HealthManagement, Volume 15, Issue 1, 2013

AUS VERSAGEN LERNEN


Spektakulär war die Entschuldigung von David Cameron im britischen Parlament für Missstände, die laut Presseberichten, über Jahre im Hospital von Stafford geschehen konnten. Unserem Wissen nach wurde die schlechte Leistung eines Krankenhauses in der Wahrnehmung seines Versorgungsauftrages noch nie so Medienwirksam in einem europäischen Parlament thematisiert. Die offizielle Entschuldigung des britischen Premiers galt den Opfern, Patienten und Familien, die lange kämpfen mussten, um ihren Klagen Gehör zu verschaffen. Ein Untersuchungs- ausschuss unter Leitung von Robert Francis nennt auf 1800 Seiten die vielseitigen Ursachen. Dabei müssen die Krankenhausleitung an erster Stelle, aber besonders auch der National Health Service (NHS) und die Regierungsverantwortlichen sich den schwerwiegenden Vorwürfen und ihrer Verantwortung stellen. Der Untersuchungsbericht vermutet laut der BBC , dass die beschämende Versorgung der Patienten in Stafford wahrscheinlich kein Einzelfall ist. Die 290 Empfehlungen betreffen daher nicht nur die Stafford Klinik, sie sind eine Aufforderung an alle Kliniken und besonders an den NHS sowie an die Regierungsstellen. Francis fordert u.a. einen nachhaltigen Wandel in der Organisationskultur der NHS. Zu diesem Thema berichten wir auch im Innenteil und bemühen uns in der nächsten EHospital Ausgabe britische Krankenhauskollegen zu Wort kommen zu lassen. Aus diesen Vorkommnissen haben wir Krankenhausmanager einiges zu lernen. Zunächst ist die berechtigte Thematisierung dieser Missstände weder auf ein Land zu beschränken noch auf alle Kliniken zu verallgemeinern. Nicht auszuschließen ist, dass möglicherweise auch Gesundheitssysteme anderer europäischer Länder sich solche Vorwürfe gefallen lassen müssen. Im Gegenzug stimmt es auch, dass viele Krankenhäuser eine noch immer hervorragende gesundheitliche Versorgung leisten und dies trotz rückläufiger Finanzmittel und hemmender Systembedingungen. Zu den Aufgaben der EVKD gehört daher auch dieses Spannungsfeld zwischen vorgegebenen Rahmenbedingungen und Leistungsvermögen zu analysieren und wenn nötig anzumahnen. Dieses Spannungsfeld gehört daher zu den Vortragsthemen beim 24. EVKD Kongress in Luxemburg.

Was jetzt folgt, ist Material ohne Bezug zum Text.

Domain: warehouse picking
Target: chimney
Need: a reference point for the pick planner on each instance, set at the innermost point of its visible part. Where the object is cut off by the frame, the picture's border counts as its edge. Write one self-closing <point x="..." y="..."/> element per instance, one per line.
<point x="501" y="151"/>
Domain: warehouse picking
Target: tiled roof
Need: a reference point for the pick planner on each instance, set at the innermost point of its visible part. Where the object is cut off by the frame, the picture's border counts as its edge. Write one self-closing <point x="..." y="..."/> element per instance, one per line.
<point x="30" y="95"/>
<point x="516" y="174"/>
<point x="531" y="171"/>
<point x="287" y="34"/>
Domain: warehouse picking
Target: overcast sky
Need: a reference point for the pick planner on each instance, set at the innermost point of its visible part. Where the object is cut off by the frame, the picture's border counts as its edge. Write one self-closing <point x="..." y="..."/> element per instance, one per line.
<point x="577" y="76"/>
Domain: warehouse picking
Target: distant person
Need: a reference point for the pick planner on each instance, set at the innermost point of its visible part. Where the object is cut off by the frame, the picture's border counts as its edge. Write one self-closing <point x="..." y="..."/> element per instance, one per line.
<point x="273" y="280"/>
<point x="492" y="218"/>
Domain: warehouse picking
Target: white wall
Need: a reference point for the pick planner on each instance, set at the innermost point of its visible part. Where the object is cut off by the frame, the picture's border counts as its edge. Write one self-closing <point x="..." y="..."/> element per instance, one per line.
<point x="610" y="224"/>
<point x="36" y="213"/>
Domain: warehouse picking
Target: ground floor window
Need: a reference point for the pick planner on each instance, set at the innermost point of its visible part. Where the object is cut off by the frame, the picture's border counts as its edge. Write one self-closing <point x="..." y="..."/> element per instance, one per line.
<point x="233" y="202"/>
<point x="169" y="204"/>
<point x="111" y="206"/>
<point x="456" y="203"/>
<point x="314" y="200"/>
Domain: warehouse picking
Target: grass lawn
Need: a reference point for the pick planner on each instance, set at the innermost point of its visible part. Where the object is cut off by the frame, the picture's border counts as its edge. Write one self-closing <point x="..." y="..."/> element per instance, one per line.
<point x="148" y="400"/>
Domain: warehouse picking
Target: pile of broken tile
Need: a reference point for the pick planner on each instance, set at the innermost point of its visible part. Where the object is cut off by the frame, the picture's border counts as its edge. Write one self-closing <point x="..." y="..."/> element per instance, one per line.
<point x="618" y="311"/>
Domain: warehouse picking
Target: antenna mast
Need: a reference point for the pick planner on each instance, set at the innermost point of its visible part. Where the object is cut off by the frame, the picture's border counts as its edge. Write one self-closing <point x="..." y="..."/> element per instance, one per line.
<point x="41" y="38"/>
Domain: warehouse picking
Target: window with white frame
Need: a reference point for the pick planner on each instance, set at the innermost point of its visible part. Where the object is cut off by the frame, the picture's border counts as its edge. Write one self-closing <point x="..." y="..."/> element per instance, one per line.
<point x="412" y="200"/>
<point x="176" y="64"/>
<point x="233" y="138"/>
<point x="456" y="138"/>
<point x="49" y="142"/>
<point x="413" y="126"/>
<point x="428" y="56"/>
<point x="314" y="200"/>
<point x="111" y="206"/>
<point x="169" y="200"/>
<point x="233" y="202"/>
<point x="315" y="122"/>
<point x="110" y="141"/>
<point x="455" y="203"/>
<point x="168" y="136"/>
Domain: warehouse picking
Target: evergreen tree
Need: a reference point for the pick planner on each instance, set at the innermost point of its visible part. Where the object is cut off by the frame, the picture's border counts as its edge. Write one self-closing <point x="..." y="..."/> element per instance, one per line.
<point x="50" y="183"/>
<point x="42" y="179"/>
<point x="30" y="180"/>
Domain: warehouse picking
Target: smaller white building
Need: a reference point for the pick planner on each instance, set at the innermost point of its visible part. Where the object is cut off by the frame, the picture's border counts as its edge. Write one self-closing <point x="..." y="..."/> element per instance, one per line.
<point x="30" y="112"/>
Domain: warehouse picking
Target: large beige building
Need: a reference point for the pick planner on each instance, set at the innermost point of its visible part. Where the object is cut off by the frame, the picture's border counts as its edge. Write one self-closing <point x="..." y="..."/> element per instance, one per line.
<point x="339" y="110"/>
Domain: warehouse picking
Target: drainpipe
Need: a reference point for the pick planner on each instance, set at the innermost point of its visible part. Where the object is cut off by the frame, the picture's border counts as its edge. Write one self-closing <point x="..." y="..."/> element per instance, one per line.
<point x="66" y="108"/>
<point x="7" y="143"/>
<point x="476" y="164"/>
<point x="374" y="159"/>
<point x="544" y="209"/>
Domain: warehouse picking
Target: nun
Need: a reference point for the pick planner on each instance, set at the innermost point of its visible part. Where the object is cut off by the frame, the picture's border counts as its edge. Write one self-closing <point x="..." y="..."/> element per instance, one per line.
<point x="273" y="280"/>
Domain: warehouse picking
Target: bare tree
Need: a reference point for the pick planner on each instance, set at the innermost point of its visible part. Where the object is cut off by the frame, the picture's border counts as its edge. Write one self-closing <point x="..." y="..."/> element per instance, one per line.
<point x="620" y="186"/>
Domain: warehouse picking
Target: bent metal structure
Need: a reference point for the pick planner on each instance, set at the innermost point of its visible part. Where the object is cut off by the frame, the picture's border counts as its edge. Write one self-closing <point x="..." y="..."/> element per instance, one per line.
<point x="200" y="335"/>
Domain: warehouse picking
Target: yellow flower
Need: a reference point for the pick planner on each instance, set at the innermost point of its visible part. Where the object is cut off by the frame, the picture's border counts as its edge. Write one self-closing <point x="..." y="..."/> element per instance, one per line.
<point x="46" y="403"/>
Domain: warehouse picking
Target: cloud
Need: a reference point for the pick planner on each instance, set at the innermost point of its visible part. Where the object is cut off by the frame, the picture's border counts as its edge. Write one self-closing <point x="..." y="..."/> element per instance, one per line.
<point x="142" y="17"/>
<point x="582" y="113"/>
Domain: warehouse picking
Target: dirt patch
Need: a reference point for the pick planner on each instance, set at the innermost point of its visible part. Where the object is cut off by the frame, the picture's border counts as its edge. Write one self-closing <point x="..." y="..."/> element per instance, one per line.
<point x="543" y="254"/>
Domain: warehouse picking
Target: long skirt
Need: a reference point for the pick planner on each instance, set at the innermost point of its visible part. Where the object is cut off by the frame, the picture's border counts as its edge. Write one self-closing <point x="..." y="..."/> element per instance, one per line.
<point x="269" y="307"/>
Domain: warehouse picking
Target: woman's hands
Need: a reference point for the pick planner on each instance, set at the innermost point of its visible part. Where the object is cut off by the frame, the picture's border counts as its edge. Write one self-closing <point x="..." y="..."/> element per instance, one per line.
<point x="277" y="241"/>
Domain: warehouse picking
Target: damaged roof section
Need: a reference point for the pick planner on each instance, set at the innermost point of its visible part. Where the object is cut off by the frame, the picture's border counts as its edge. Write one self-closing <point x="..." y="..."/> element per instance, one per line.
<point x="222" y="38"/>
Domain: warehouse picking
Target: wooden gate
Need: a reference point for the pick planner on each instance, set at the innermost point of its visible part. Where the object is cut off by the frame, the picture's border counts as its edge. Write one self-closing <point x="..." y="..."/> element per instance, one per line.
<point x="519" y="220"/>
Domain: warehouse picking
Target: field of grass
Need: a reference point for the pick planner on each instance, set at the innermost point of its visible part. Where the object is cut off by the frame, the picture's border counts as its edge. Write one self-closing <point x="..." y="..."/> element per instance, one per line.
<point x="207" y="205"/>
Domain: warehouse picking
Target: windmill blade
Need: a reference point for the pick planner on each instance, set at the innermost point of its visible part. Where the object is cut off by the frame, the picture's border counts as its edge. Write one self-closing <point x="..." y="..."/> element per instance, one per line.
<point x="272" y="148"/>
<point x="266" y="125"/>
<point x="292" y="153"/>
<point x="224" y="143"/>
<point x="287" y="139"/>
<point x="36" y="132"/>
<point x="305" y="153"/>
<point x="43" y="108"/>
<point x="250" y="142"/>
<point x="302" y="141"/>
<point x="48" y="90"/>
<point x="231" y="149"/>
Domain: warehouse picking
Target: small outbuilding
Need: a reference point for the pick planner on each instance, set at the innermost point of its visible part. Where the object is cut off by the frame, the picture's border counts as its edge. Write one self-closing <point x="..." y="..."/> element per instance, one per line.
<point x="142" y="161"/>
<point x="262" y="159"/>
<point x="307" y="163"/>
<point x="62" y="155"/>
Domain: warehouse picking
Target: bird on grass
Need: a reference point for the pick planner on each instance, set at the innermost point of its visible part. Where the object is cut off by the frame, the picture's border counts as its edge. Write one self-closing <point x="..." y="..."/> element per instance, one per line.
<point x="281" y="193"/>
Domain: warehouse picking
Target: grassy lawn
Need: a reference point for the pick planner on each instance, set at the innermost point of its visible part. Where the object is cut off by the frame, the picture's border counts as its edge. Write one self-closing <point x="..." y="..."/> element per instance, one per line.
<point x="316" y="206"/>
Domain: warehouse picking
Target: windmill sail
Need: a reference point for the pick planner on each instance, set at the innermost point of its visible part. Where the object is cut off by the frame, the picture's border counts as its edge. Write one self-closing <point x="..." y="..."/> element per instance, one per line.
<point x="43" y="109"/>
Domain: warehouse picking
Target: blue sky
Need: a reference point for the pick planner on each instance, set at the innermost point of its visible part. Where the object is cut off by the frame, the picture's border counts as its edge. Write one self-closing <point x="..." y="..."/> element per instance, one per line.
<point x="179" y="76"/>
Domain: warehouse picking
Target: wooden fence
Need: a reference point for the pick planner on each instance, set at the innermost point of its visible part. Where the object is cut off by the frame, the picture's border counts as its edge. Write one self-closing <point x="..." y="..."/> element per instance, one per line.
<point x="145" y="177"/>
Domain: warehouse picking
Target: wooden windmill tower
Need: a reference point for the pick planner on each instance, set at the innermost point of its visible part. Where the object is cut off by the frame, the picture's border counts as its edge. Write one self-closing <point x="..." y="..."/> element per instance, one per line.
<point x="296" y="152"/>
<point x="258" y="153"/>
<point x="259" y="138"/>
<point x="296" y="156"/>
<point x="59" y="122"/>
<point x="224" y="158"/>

Des Weiteren müsste der für Gesundheit zuständige EUKommissar die Offenlegung der Qualitätsmerkmale im Rahmen der EU-Richtlinie zur grenzüberschreitenden Gesundheitsversorgung mit besonderer Aufmerksamkeit überprüfen. Zum Glück befanden sich unter den ‚Stafford Opfern‘ keine Patienten anderer EU-Mitgliedstaaten. Aber was wäre wenn? Sicherlich würde der EuGH dann schnell bemüht und die nationale Zuständigkeit durch europäisches Handeln in Frage gestellt. Die obengenannte Richtlinie kann hier vorbeugen, wenn deren Auflagen von den EU Staaten, aber auch von den Partnern im Gesundheits-bereich zielgerecht bearbeitet werden. Das Thema ‚Qualität‘ zählt seit Jahren zu den Hauptthemen der EVKD. Nach unserem Seminar in 2012 in Düsseldorf vergleicht unser Beirat der europäischen Angelegenheiten die praktizierten Qualitätsindikatoren verschiedener Länder und kann Impulse zur Vorbeugung leisten. Selbsterverständlich werden wir darüber regelmässig in (E)Hospital, aber auch bei unseren Kongressen berichten.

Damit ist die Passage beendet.